Material prices increased by 4.5% in July, with the price of certain types of imported timber rising by 23%.

Material prices across all construction sectors in July were more than 20% higher than they were in the same month last year, with repair and maintenance seeing the largest increase at 23%, according to the latest figures from the Department for Business, Energy and Industrial Strategy (BEIS).

The department said prices for imported plywood in July were nearly 82% higher than they were in August 2020, with fabricated structural steel seeing the next steepest rise in prices, at 65% higher compared with a year ag.
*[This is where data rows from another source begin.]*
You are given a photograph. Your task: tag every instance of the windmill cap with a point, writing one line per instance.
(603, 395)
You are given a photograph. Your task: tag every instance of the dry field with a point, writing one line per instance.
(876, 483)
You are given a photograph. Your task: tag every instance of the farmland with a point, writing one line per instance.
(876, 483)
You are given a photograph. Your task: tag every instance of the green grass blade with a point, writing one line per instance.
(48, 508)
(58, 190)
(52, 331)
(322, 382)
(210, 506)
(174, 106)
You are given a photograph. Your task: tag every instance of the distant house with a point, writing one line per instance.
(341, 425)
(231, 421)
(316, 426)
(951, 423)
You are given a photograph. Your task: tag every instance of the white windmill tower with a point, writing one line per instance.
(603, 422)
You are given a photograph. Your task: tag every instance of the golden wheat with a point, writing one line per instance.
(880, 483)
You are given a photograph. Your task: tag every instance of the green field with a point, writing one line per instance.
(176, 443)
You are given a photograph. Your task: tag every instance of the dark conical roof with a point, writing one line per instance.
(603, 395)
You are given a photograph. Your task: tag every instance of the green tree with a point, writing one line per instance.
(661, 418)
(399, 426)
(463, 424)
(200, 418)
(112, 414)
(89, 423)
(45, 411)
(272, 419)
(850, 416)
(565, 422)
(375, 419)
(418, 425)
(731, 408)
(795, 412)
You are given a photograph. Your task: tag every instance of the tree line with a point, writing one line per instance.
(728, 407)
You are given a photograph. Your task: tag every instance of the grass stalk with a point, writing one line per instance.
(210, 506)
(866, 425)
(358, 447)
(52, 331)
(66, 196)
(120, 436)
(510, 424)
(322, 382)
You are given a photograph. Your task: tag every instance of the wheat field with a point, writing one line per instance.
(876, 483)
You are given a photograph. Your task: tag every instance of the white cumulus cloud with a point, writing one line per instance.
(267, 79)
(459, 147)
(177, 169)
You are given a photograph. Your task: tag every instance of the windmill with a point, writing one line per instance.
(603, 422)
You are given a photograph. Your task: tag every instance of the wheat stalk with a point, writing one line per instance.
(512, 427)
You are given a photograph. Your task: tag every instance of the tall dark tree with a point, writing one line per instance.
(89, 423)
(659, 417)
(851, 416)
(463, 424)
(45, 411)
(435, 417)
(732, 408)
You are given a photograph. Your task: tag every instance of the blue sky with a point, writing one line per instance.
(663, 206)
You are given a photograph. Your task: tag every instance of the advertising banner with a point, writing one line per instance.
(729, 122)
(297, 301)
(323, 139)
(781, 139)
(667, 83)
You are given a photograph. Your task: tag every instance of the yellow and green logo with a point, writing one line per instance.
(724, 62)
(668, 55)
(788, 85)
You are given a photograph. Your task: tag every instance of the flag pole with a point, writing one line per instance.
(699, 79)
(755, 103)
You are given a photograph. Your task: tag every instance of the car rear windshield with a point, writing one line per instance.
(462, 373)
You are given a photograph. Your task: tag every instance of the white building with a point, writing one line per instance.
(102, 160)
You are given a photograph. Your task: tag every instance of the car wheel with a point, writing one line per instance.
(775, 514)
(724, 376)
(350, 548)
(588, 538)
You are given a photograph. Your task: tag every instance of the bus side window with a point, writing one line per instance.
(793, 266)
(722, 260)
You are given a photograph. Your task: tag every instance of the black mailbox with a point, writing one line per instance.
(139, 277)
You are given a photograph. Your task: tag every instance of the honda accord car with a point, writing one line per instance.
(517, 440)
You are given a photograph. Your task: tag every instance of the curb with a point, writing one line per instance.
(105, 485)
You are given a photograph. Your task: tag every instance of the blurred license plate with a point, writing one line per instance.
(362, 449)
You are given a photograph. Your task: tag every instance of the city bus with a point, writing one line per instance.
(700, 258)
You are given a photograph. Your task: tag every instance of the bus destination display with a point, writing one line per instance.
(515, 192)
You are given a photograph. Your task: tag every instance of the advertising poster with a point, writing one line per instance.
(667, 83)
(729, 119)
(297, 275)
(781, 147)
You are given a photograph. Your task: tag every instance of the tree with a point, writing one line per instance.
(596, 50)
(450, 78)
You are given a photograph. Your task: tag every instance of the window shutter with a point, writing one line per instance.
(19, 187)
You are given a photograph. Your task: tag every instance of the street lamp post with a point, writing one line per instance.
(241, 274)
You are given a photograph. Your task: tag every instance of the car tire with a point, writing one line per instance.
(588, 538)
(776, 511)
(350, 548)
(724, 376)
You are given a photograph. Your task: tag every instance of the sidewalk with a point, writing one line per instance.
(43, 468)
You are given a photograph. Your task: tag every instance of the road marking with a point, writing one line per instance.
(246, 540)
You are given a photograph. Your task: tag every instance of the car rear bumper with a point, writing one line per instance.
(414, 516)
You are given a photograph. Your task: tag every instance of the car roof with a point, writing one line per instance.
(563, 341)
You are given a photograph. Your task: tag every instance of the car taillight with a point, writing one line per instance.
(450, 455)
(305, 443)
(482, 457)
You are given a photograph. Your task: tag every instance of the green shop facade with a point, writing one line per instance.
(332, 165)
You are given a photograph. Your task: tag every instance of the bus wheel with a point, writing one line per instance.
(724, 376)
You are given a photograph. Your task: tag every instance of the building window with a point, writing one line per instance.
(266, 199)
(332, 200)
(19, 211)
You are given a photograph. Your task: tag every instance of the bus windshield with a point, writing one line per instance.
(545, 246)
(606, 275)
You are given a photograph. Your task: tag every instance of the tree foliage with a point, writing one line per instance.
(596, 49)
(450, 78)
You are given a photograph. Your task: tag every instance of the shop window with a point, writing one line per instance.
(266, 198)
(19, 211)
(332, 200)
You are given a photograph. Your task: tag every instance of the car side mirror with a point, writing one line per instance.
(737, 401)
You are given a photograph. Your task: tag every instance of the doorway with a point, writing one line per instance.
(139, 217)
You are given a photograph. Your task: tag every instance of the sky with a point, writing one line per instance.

Prices for sawn or planed wood have risen by more than 64% year on year.

Timber shutterstock

Prices for imported plywood were 82% higher in July than they were in August last year

The figures come as the UK’s largest housebuilder Barratt revealed that its construction costs were rising at an annual rate of 4-5%, with the firm expecting that rate of increase to continue in 2022.

Smaller housebuilders are thought to have been even harder hit by price rises, with many lacking longer term deals with suppliers and forced to instead rely on builders’ merchants for materials.

The annual rate of construction output price growth was 3.4% in June 2021, the strongest annual rate since August 2019.

The figures come following warnings from several brick manufacturers of impending price rises.

Brick maker Wienerberger is understood to have warned customers of a 10.3% price rise from 1 January next year for new orders and pre-orders across its ranges.

Ibstock also said last month that its prices would rise by 10.5% across all ranger from November, while Michelmersh recently alerted customers to a 7% to 9% price hike.

A shortage of HGV drivers is contributing to the hikes, with the Construction Leadership Council last month warning that the issue is now the major concern for many materials suppliers.

The body said that some suppliers were asking builders merchants to collect their orders because they were unable to find enough drivers to complete deliveries.